A healthy sense of a goal or an aim can be a fine motivator, but an unhealthy sense of perfectionism (the variant I often encounter) can be an inescapable journey to unhappiness.
Perfectionism accentuates the failures and does nothing to acknowledge positives, offering 99 opportunities to fail in a world of 100 possible outcomes. Unable to experience successes and living in a world in which failure and fault are an enduring narrative, perfectionists often look to others for approval and validation, often setting a curiously low bar for what they are willing to tolerate and creating a reliance that only furthers their sense of insecurity.
Fortunately, I have the wisdom of Donald Winnicott on which to lean, and on the occasions I meet with the perfectionist mind, I offer a two-pronged response. First, I tell them something they already know – ‘perfect’ is impossible. You can always try harder, work longer, or do more. Second, I offer something they may not have previously considered – be ‘good enough’.
It was advice first given to me by an old therapist of mine. Overly stressed and anxious about a due assignment, I was desperate to excel and put myself under so much pressure I had lost any sense of perspective. My anxiety and stress had escalated to the point where it was no longer in a place of any logic at all, and I regularly found myself writing perfectly cogent sentences and paragraphs and then quickly deleting them, swearing at myself under my breath.
I was convinced by the point of our discussion that I was going to fail, not because I didn’t know the answers to the question posed, but because I was lost in a place of only being able to see where I could fall short of an impossible pressure.

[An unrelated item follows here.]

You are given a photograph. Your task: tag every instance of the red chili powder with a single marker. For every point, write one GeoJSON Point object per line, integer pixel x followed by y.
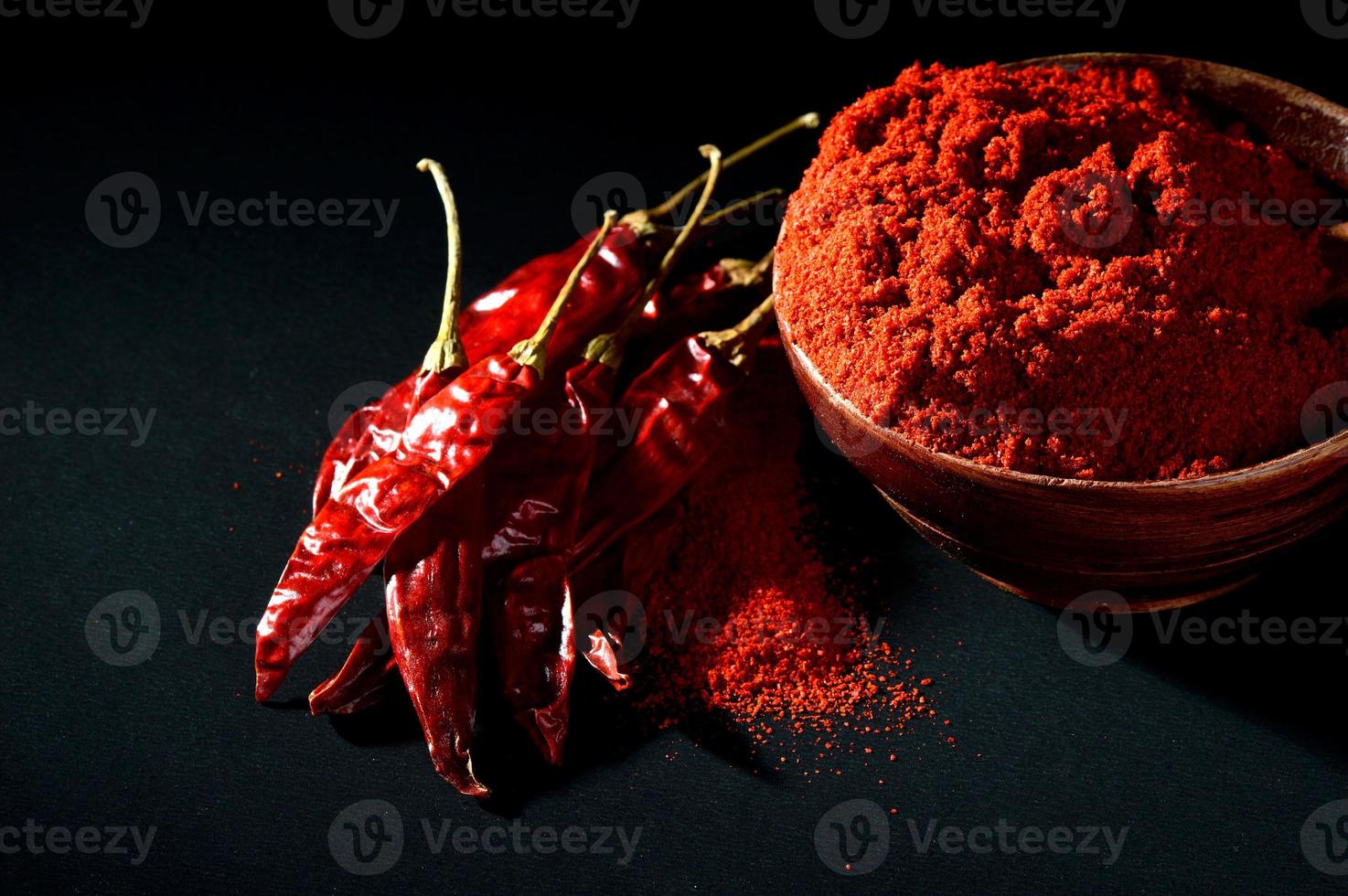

Explaining this in one of our sessions, my therapist asked if I thought I would be a significantly better practitioner for scoring 100% on my assignment, or if it was even possible. I replied that I wouldn’t, and it probably wasn’t. She asked – could I tolerate my own imperfections? She called me an egotist. The negotiations were underway.

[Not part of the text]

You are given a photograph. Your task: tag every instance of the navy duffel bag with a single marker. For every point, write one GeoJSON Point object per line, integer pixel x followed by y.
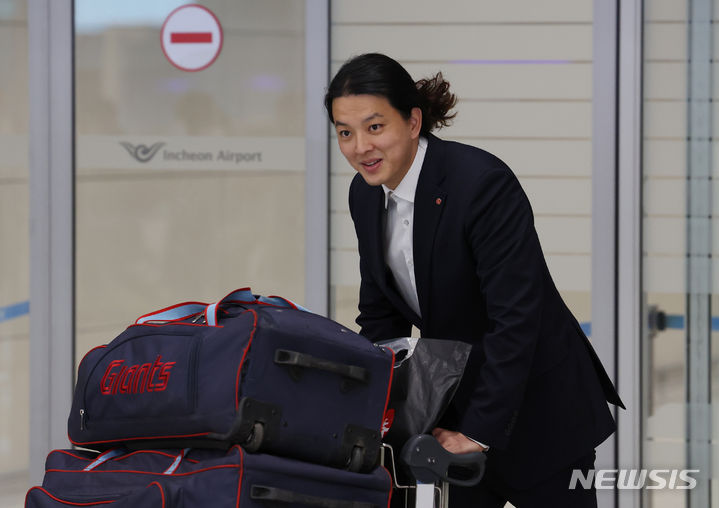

What internal forces drove that sense of pressure was a topic we would often return to, but managing the symptoms of it was the immediate task at hand, and her guidance allowed me to step back from the panic I was feeling and help me see that the most important thing was just to pass, not prove I was the smartest person in the room. She asked me to produce something that was just ‘good enough’, and to stop punishing myself as much as I clearly was. I was able to see the whole board.

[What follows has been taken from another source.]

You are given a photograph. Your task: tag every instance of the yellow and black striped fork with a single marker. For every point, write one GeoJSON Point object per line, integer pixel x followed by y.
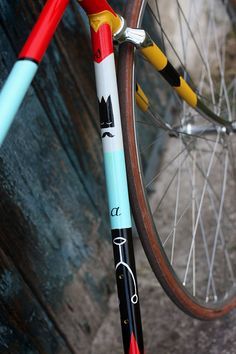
{"type": "Point", "coordinates": [160, 62]}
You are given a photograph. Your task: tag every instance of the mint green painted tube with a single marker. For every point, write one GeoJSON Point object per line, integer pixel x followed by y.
{"type": "Point", "coordinates": [13, 93]}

I went home motivated anew and completed the assignment that evening. I was later diagnosed with ADHD, which explained a lot but, in the meantime, her words gave me a lot of comfort and perspective.
My old therapist sadly passed away a couple of years ago, and so will never know how I think of that moment in her counselling room each time I remind my clients that they’re good enough or when I reflect to them that their perfectionist mindset only blinds them to their achievements, even if it falls short of their initial aim. I am parroting her words when I remind them their chastising of themselves achieves nothing other than making them feel worse.
When I see it resonate with my clients, I see the same smile I saw growing on her face; the look of someone who has given another the freedom to be human simply by releasing the pressure valve.
She wasn’t perfect – we had an argument which ran for nearly a year after she insisted she didn’t know who Road Runner and Wile E. Coyote were, and I should explain the metaphor I was using in more detail (she definitely did, despite her protests, but never caved, not even during our final session when I asked her again about it) – but she was more than good enough.
And thanks in no small part to her, there are more people in the world who believe they are good enough too.